While it seems obvious to cut as soon as the second take arrives, for crossfade purposes it is good practice to leave some overlap, allowing the faders to gradually automate the volume of each take.
To cut at this point, you must first move the playhead to where you want to split (using the timeline below the bars). When you're satisfied with the cut point, you can right-click and press "Split on playback" or use the keyboard shortcut "CMD T" to cut and remove excess audio.
In the example, we also need to free up a slot for a sponsored segment. To do this, we need to find a meaningful place to change the sponsor (in this case, the second take). Instead of muting this time, we move the second half of the shot to the end of the segment (while still keeping an overlap for the crossfades).

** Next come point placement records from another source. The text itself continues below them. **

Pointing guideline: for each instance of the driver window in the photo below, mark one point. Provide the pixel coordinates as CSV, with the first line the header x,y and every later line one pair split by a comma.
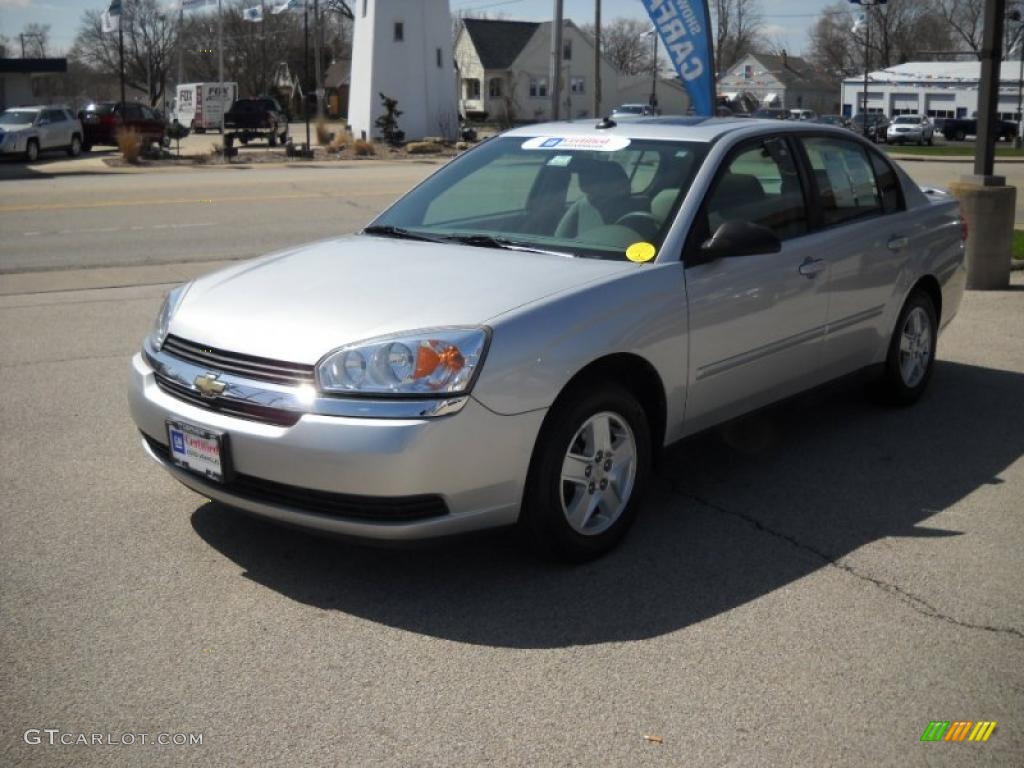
x,y
761,185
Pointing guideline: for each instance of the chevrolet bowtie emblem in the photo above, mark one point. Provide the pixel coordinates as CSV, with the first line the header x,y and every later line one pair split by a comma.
x,y
208,385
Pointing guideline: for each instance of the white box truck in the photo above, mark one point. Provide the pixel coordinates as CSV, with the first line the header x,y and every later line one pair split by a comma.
x,y
201,107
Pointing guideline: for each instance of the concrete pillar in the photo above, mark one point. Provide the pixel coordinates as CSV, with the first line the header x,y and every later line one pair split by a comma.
x,y
989,207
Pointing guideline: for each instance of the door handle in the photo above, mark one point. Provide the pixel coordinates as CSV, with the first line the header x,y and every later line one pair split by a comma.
x,y
811,267
897,243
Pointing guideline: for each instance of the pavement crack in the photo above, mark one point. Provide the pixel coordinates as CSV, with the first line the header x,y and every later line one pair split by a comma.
x,y
916,603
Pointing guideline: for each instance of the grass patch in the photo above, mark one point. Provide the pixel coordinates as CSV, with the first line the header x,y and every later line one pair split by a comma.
x,y
949,151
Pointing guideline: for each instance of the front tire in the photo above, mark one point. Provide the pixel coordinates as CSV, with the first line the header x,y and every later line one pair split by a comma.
x,y
590,468
911,352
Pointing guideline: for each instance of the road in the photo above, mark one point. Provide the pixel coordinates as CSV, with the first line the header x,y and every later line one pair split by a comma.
x,y
810,587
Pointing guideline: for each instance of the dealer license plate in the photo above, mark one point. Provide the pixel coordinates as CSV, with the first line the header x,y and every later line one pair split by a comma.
x,y
198,450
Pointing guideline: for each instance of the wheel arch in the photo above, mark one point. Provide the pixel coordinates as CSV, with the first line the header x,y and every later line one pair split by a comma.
x,y
930,286
634,374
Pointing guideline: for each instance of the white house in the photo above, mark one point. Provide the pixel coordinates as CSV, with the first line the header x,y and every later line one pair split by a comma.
x,y
402,48
938,89
504,70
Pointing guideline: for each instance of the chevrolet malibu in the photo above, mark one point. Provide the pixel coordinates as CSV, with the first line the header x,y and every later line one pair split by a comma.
x,y
514,341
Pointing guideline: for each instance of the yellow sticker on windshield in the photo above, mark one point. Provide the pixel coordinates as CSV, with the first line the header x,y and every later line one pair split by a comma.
x,y
641,252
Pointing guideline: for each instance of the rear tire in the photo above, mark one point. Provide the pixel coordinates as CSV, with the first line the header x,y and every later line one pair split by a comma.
x,y
911,352
590,468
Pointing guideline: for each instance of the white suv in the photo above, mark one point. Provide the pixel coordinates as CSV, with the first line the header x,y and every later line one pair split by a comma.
x,y
30,130
910,128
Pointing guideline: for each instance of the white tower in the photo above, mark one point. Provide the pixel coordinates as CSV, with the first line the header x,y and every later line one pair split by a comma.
x,y
402,48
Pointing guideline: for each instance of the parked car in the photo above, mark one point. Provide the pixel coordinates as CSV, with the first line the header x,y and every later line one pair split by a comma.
x,y
912,128
633,111
877,126
487,354
766,113
31,130
960,128
102,120
837,120
256,118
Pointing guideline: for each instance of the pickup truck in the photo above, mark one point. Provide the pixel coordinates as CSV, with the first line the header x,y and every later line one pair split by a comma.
x,y
256,118
961,128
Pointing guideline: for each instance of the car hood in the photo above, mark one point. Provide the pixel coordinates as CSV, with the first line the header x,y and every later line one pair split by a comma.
x,y
300,304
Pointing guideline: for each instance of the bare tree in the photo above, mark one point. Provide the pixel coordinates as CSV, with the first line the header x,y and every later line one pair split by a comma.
x,y
151,36
35,40
627,44
965,19
737,31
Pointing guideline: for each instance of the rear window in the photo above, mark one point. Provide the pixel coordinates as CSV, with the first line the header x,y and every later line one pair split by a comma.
x,y
104,109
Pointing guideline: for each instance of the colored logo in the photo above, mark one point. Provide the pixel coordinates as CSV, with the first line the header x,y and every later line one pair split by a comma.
x,y
958,730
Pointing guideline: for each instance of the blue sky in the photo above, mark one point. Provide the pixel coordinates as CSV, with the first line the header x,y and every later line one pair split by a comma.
x,y
786,20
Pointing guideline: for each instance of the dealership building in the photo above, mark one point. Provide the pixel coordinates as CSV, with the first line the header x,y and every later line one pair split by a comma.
x,y
938,89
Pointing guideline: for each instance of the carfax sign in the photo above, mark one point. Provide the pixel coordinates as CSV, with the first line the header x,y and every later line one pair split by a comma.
x,y
685,29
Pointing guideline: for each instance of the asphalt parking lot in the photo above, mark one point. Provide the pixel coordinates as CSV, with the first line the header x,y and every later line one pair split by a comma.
x,y
808,587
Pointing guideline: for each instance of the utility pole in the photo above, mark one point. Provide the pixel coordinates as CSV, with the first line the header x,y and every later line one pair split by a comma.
x,y
556,61
984,158
597,58
316,55
220,60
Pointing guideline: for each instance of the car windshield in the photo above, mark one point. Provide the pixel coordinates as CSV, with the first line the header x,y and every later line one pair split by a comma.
x,y
17,117
591,196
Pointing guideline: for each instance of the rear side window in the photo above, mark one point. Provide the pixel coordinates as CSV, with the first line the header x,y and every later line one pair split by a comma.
x,y
845,179
888,181
761,185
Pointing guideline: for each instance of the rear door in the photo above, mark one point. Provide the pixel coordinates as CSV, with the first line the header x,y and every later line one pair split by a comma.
x,y
757,322
865,236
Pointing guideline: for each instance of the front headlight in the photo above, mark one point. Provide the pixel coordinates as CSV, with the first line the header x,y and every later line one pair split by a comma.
x,y
167,310
435,361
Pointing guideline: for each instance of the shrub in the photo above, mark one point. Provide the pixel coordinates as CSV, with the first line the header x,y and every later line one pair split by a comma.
x,y
130,143
364,148
341,140
423,147
324,136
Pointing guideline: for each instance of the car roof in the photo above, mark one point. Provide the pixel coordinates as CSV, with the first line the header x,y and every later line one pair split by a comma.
x,y
672,128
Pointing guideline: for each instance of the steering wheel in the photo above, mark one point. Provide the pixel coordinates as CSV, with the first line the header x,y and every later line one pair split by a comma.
x,y
643,223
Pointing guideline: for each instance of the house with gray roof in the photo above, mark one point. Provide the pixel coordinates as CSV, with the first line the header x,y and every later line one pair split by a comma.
x,y
505,71
778,81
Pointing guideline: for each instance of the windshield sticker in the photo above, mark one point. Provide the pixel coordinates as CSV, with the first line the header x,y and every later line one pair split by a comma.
x,y
593,143
641,252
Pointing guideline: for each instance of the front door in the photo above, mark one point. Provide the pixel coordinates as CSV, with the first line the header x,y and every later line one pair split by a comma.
x,y
757,322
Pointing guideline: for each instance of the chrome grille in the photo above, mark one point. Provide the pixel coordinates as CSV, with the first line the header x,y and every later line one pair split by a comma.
x,y
246,366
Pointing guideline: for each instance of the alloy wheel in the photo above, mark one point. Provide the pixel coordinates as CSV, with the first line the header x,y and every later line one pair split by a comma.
x,y
598,473
914,346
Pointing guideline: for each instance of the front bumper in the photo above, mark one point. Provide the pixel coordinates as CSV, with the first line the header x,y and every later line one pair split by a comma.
x,y
475,460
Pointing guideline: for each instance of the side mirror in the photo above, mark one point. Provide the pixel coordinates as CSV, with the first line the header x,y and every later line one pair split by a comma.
x,y
739,239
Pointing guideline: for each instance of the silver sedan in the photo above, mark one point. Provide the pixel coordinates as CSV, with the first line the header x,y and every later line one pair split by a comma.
x,y
514,340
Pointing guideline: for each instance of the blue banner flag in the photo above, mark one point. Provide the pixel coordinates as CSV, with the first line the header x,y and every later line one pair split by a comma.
x,y
684,27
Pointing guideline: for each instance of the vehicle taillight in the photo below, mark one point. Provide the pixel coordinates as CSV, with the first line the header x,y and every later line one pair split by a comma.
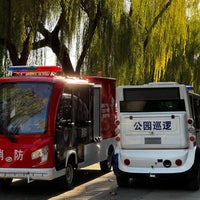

How to crossfade in Garage Band
After all the shots have been placed in the correct order, it's time to create the fades. Unlike Logic, which offers a simple drag-to-crossfade option, Garage Band's fades are created using volume automation. With that in mind, you need to go to "Shuffle" and select "Show Automation" (or press A).
With the automation view active, the next step is to zoom in to the point you want to cross and click on the volume line (where automation should be set by default). You'll notice that clicking on the gray line will turn it yellow and add a point. This point can be dragged to align with the start and end of overlapping tracks.
Then you need to click at the end of the first shot and the beginning of the next shot to create two more points. Drag these second points to the bottom of the -infinity dB tracking track. If your automation looks like the image below, congratulations, you've just done your first dissolve!
Now that you know the basics, be sure to check your fades. The overlap time may need to be longer or shorter depending on a variety of different factors. So it's up to you to listen and decide what sounds best.
As you can see, all of our audio tracks are now merged together to create a seamless listening experience. To further enhance the listening experience, fade outs have been added to the intro and end to stop a sudden start and stop at the beginning and end of the episode.
Remember that the most effective dissolution is one that is barely noticeable. So try to plan time cuts and dissolves so they don't mute speech or start mid-sentence for best results. Another thing to consider is the volume of both connectors. The transition can be more noticeable when one jack is louder than the other, so be sure to match your signal levels for maximum impact.
Hopefully, if you follow this tutorial, you'll be well on your way to producing the audio for your own podcast. Just remember that production, like recording, is an art and audio should be processed based on what you think sounds best.
Different tones may require different approaches to crossfading. For example, a fast-paced episode might require quick transitions to maintain the energy of the spoken content. Or, at the other end of the spectrum, a longer fade can help convey a sense of drama or humor.
Regardless of the effect you're trying to achieve, volume automation is an incredibly versatile tool, and fades are just the tip of the iceberg of what you can achieve with an understanding of automation. Now that you're familiar with this basic editing principle, it can be tempting to spend days going over every detail of the episode, but over-editing can cause more problems than it solves.
For information about the consequences of overprocessing and how to avoid them, see our article “How long should it take to edit a podcast? our leader'.